Let $\{e_n\}_{n=1}^{\infty}$ be an orthonormal basis in $H$. Show that, given $a_n\in\mathbb{C}$, $a_n\neq0$ such that $\{|a_n|\}_{n=1}^{\infty}$ is decreasing, the set $\{f_n=e_n-a_ne_{n+1}\}_{n=1}^{\infty}$ is complete.
Attempt of the book. Set $x=\sum_{n=1}^{\infty}x_ne_n$ such that $0=(x, f_n)=x_n-\overline{a_n}x_{n+1}$ we have $|x_{n+1}|^2=\frac{|x_n|^2}{|a_n|^2}$ that implies that $\{|x_n|\}_n$ is non-decreasing. Hence $x_1=0$ and $x_n=0$ so that $x=0$.
I do not understand why $|x_{n+1}|^2=\frac{|x_n|^2}{|a_n|^2}$ implies that $\{|x_n|\}_n$ is non-decreasing and the conclusion. I turn out that $\{|x_n|\}_n$ is decreasing.
Is the attempt of the book correct?
Thank You
The equality $$|x_{n+1}|=\frac{|x_n|}{|a_{n}|}$$ cannot decide if $\{|x_n|\}$ is increasing or decreasing. For instance, if $|a_n|>1$ for all $n$, then $\{|x_n|\}$ is decreasing; if $|a_n|<1$ for all $n$, then $\{|x_n|\}$ is increasing.
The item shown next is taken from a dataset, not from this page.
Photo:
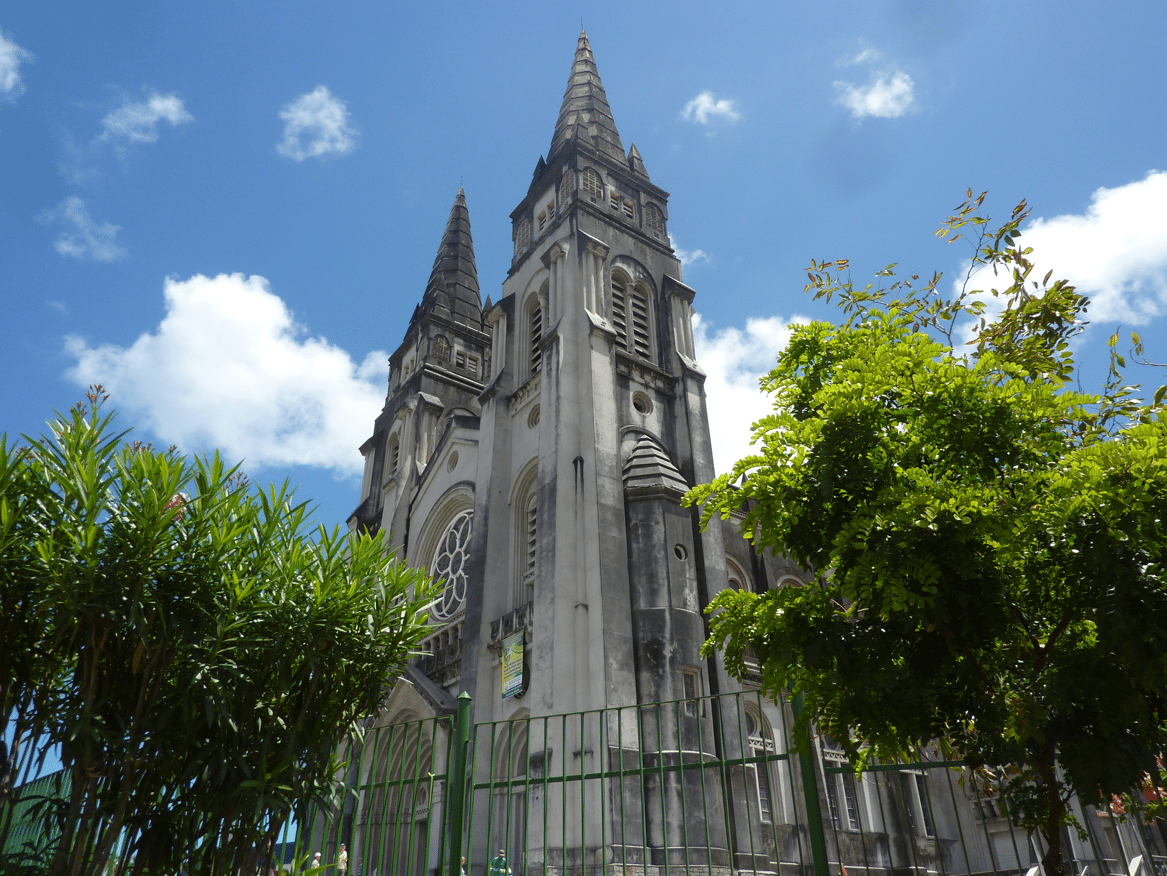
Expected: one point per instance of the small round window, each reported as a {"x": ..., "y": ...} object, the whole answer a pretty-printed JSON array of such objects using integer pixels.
[{"x": 451, "y": 563}]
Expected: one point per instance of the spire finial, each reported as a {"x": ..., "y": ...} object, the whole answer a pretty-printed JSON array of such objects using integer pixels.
[{"x": 585, "y": 107}]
One can see that $$\tag1 |x_n|=\frac{x_1}{|a_{n-1}a_{n-2}\cdots a_1|}. $$ It is easy to choose $\{a_n\}$ so that $(1)$ defines either a sequence in $\ell^2$ or not (for instance, $a_n=2+1/2$ or $2-1/n$); so the proof does not conclude as stated.
If $\{a_n\}$ produces, via $(1)$, a sequence in $\ell^2$, then the set $\{f_n\}$ is not total. For example, if $|a_n|\geq\delta$ for some fixed $\delta>1$. Indeed, in this case $$ x_n=\frac1{a_{n-1}\cdots a_1} $$ defines an $x$ such that $\langle x,f_n\rangle=0$ for all $n$.
The way I see the proof working is if one prescribes that $|a_n|\leq1$ for all $n$. In such case, the sequence $\{|x_n|\}$ will be indeed non-decreasing, giving the desired contradiction.